SEATTLE — Artificial Intelligence has vast potential for educating and aiding those in poverty and has already begun to revolutionize societies. Some of its benefits have begun to be displayed in third world countries, where the Sustainability and Artificial Intelligence Lab helps better locate those in need and Minimally Invasive Education has given thousands access to education.
Combining Satellite Imagery and Machine Learning to Predict Poverty
Alleviating world poverty is highly reliant on knowing where poverty is most prevalent and then finding out exactly what that village or city needs. This information is based on surveys conducted in impoverished areas, yet obtaining this information is difficult, expensive and time-intensive. The fact that only about half of the nations in sub-Saharan Africa have conducted two or more surveys since the 1990s goes to show that more knowledge is needed on the state of poverty in improvised villages. Remote locations are often not reached but artificial intelligence can be the solution to this problem.
A team of Stanford University researchers led by Marshal Burke has developed Artificial Intelligence that uses machine learning to evaluate worldwide satellite photos for the purpose of finding the precise location of those living in severely poverty. The AI uses a computer algorithm to detect signs of poverty through the process of machine learning, categorizing the areas of poverty by examining the photos, looking at how much light is emitted by villages at night, or other factors such as their distance from water sources and roads.
This imagery is available to the public online, giving them a greater knowledge of which spots are in most need of aid. So far the Stanford team is capable of predicting this information in five African countries: Nigeria, Tanzania, Uganda, Malawi, and Rwanda. In the future, AI will make the process of locating those in poverty more efficient, knowing immediately which places on earth need help, a critical component in the fight against poverty.
Universal Access to Education
For a lot of villages, finding a teacher is not an easy task, hence the benefits of a virtual replacement in the form of self-learning machines. Minimally Invasive Education (MIE) is a computer program which quickly proved to accommodate and educate poor children with no prior technological experience, quickly learning to use computers on their own. The program has contributed in educating more than 300,000 poor children from India and Africa. There are many other tutoring programs based on artificial intelligence which help students learn basic mathematics and writing, monitoring their progress, and detecting the areas where they most need improvement.

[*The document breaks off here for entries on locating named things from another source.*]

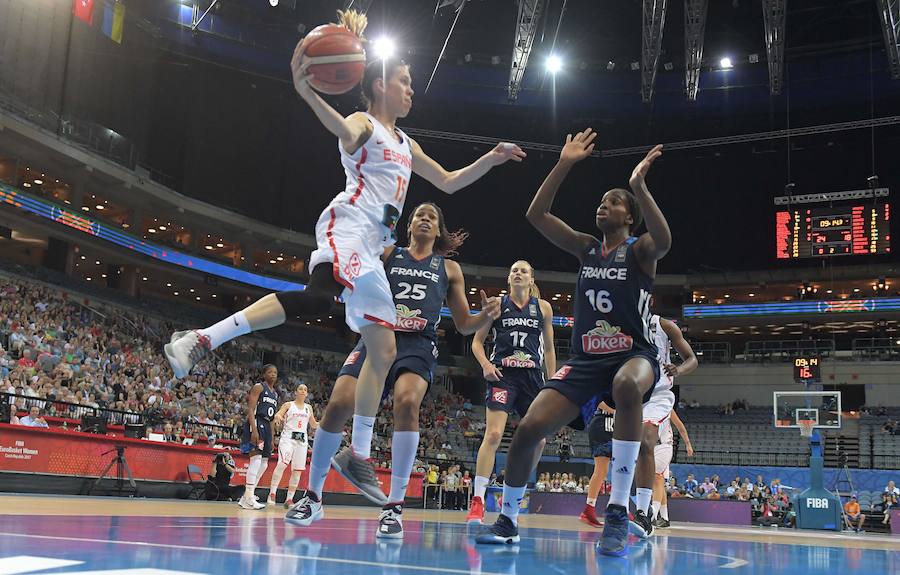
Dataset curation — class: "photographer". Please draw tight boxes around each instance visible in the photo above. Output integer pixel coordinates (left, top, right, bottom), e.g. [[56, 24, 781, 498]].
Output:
[[206, 453, 243, 501]]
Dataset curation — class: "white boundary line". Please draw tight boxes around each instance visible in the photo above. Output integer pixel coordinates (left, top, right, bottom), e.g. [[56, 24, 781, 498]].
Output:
[[0, 532, 504, 575]]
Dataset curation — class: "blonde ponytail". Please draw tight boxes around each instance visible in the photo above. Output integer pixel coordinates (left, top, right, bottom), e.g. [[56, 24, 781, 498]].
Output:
[[338, 10, 369, 40], [506, 260, 541, 299]]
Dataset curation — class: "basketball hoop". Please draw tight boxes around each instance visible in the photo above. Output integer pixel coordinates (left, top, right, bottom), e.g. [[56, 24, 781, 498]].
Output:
[[797, 419, 816, 437]]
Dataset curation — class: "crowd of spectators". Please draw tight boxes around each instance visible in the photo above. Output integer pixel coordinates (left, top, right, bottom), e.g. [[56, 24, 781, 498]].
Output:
[[534, 472, 591, 493], [0, 277, 484, 476]]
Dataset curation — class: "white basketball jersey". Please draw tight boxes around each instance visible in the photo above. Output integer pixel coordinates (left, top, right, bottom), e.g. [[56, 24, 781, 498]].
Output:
[[282, 401, 311, 434], [659, 417, 674, 445], [331, 114, 412, 245], [650, 314, 672, 389]]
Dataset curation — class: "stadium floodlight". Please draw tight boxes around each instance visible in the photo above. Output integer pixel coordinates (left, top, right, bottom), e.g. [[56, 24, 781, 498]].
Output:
[[547, 54, 562, 74], [372, 36, 397, 60]]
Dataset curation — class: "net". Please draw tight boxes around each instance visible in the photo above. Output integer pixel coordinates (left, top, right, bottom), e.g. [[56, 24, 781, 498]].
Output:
[[797, 419, 816, 437]]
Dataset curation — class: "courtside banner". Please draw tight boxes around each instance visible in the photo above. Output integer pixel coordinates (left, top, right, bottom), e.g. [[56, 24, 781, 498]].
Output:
[[0, 424, 422, 498]]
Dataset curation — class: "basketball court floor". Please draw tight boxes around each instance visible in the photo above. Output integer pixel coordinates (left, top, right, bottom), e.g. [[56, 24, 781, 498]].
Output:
[[0, 495, 900, 575]]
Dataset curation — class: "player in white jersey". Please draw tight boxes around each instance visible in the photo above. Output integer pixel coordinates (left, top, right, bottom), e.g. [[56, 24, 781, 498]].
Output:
[[650, 410, 694, 527], [269, 383, 319, 509], [634, 314, 697, 536], [165, 10, 525, 502]]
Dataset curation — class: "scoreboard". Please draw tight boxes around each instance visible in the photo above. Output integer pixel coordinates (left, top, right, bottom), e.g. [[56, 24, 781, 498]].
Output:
[[775, 203, 891, 259], [794, 356, 822, 383]]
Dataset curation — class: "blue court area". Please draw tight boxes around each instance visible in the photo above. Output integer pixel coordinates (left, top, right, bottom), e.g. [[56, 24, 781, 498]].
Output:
[[0, 513, 900, 575]]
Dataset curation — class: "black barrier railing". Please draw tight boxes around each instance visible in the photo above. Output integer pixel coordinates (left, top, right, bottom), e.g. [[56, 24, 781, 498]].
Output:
[[0, 393, 240, 441], [673, 450, 809, 467]]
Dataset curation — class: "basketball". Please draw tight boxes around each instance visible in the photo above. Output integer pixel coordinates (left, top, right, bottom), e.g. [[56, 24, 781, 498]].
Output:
[[304, 24, 366, 94]]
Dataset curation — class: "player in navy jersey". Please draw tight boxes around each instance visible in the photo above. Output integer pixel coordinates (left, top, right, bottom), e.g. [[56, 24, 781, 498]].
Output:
[[478, 128, 672, 556], [238, 364, 278, 509], [466, 260, 556, 525], [286, 203, 500, 539], [164, 10, 525, 504]]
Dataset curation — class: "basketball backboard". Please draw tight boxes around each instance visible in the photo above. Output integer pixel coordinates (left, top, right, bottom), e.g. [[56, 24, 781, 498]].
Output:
[[773, 391, 841, 429]]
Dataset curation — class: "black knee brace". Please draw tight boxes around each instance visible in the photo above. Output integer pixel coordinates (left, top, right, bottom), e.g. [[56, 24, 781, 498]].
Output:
[[275, 288, 334, 319]]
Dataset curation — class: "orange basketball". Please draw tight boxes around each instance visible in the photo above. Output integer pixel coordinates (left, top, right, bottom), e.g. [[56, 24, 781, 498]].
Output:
[[303, 24, 366, 94]]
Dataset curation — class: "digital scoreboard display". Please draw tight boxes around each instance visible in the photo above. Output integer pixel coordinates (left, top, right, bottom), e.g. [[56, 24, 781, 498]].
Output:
[[775, 203, 891, 259], [794, 356, 822, 383]]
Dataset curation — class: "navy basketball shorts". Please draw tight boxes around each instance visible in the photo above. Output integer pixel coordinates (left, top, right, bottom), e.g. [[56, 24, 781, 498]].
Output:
[[338, 332, 437, 397], [241, 417, 272, 458], [485, 367, 544, 417], [544, 352, 659, 429], [588, 415, 612, 457]]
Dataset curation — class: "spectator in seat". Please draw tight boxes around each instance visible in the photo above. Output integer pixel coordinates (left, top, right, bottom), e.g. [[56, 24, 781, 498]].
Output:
[[884, 481, 900, 497], [755, 475, 766, 491], [19, 405, 50, 427], [875, 488, 897, 525], [769, 477, 781, 495], [683, 473, 700, 497], [844, 493, 866, 533], [206, 453, 244, 501]]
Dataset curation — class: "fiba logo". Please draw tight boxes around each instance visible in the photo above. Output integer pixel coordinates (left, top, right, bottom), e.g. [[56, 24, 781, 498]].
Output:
[[344, 252, 362, 280]]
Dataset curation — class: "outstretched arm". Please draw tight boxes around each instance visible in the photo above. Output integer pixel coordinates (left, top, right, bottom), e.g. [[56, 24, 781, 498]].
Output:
[[670, 409, 694, 457], [409, 138, 526, 194], [525, 128, 597, 258], [659, 318, 698, 377], [272, 401, 293, 428], [628, 144, 672, 270], [247, 383, 262, 446], [291, 38, 372, 154], [540, 299, 556, 380], [472, 316, 503, 381], [444, 259, 500, 335], [309, 406, 319, 433]]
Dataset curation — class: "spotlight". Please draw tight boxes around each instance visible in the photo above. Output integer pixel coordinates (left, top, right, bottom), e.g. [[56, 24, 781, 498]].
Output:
[[547, 54, 562, 74], [372, 36, 397, 60]]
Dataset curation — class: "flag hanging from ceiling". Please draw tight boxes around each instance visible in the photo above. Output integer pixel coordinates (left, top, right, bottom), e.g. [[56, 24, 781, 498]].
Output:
[[102, 2, 125, 44], [72, 0, 94, 24]]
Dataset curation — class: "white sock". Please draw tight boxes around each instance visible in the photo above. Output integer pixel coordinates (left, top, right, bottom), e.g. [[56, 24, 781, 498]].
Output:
[[285, 469, 303, 503], [388, 431, 419, 503], [309, 427, 341, 499], [637, 487, 653, 514], [244, 455, 262, 500], [269, 461, 287, 497], [500, 483, 525, 525], [609, 439, 641, 509], [472, 475, 490, 501], [200, 311, 253, 349], [350, 415, 375, 459]]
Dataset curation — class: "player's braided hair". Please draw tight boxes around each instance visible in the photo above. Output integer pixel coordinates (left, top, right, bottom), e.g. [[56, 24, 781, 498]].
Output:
[[337, 10, 369, 42]]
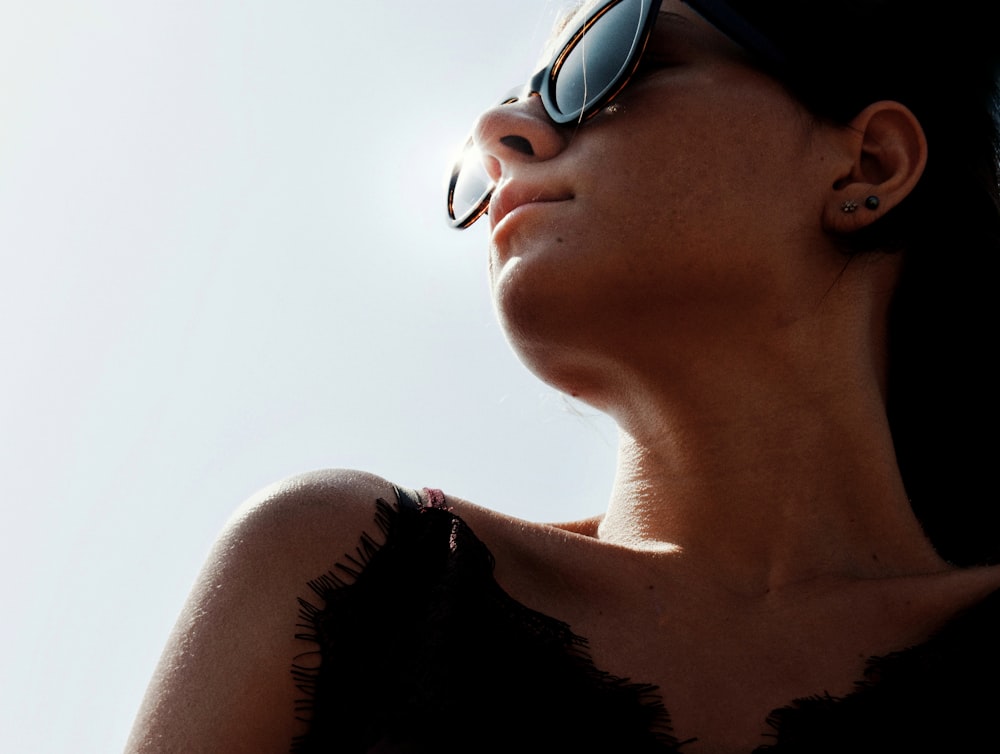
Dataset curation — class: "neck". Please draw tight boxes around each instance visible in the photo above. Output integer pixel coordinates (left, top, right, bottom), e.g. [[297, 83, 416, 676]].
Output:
[[599, 346, 947, 594]]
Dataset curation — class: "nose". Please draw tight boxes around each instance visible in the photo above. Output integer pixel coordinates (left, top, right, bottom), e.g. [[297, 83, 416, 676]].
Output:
[[473, 95, 567, 182]]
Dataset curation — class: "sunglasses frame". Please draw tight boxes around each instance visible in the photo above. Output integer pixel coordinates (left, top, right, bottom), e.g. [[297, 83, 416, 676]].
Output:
[[448, 0, 786, 230]]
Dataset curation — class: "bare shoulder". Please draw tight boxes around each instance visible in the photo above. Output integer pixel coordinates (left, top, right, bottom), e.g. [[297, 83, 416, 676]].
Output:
[[219, 469, 395, 555], [126, 470, 404, 754]]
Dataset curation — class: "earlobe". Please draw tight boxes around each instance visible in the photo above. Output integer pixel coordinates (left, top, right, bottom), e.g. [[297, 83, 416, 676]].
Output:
[[824, 100, 927, 233]]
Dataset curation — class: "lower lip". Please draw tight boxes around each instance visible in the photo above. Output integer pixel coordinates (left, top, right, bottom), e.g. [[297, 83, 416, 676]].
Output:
[[492, 199, 566, 238]]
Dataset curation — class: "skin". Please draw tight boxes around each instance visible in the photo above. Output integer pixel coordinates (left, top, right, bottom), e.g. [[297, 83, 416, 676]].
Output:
[[127, 2, 1000, 754]]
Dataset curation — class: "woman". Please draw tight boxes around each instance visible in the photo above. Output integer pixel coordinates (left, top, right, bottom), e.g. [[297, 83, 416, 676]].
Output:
[[129, 0, 1000, 753]]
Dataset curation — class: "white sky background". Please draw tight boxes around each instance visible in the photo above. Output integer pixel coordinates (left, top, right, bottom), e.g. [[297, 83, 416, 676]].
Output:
[[0, 0, 614, 754]]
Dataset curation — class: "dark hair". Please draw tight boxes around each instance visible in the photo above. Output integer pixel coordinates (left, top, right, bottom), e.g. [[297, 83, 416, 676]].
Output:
[[732, 0, 1000, 565]]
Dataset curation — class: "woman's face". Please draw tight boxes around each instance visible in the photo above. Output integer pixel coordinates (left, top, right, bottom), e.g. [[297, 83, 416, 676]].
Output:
[[475, 0, 843, 406]]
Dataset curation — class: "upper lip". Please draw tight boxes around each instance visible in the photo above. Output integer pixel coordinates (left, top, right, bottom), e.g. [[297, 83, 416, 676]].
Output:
[[489, 181, 573, 229]]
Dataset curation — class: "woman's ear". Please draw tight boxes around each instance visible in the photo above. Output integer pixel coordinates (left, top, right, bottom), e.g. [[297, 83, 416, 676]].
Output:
[[823, 100, 927, 233]]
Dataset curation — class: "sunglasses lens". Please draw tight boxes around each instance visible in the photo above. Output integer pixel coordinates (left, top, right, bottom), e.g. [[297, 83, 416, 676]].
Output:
[[549, 0, 643, 120], [448, 139, 493, 228]]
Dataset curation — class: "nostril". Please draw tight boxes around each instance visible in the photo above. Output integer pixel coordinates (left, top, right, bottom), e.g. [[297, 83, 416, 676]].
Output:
[[500, 136, 535, 157]]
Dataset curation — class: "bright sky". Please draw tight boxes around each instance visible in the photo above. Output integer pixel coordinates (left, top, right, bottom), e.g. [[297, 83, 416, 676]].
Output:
[[0, 0, 614, 754]]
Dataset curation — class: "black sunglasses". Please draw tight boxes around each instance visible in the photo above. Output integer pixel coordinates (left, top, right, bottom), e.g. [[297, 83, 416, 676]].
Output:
[[448, 0, 784, 228]]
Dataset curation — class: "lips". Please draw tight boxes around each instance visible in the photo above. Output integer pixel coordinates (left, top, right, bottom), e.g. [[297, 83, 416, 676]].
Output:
[[489, 181, 573, 228]]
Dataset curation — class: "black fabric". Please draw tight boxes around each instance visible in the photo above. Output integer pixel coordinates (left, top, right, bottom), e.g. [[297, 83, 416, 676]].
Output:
[[292, 493, 1000, 754]]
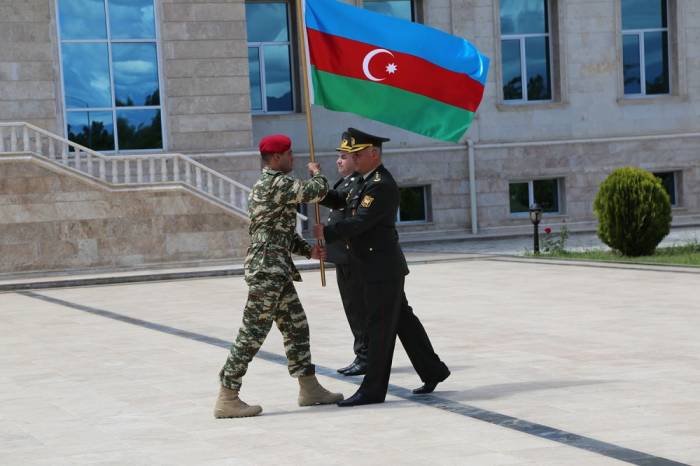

Scientists are predicting vast new improvements which could greater facilitate the basic needs of those in extreme poverty, empowering them with the tools they need to escape their dire conditions. Nonetheless, others have argued that this improvement should be scrutinized, making sure that we don’t overpower the AI, outdoing human intelligence, and deeming humanity worthless. Physicist Stephen Hawking and philosopher Sam Harris have been on the forefront of warning humanity of the dangers of artificial intelligence, stressing how it could be the biggest disaster in human history if it is not properly managed, “the gains we make in Artificial Intelligence could ultimately destroy us,” Harris said.
Although great educational improvements have been made, this is only the beginning of the AI revolution.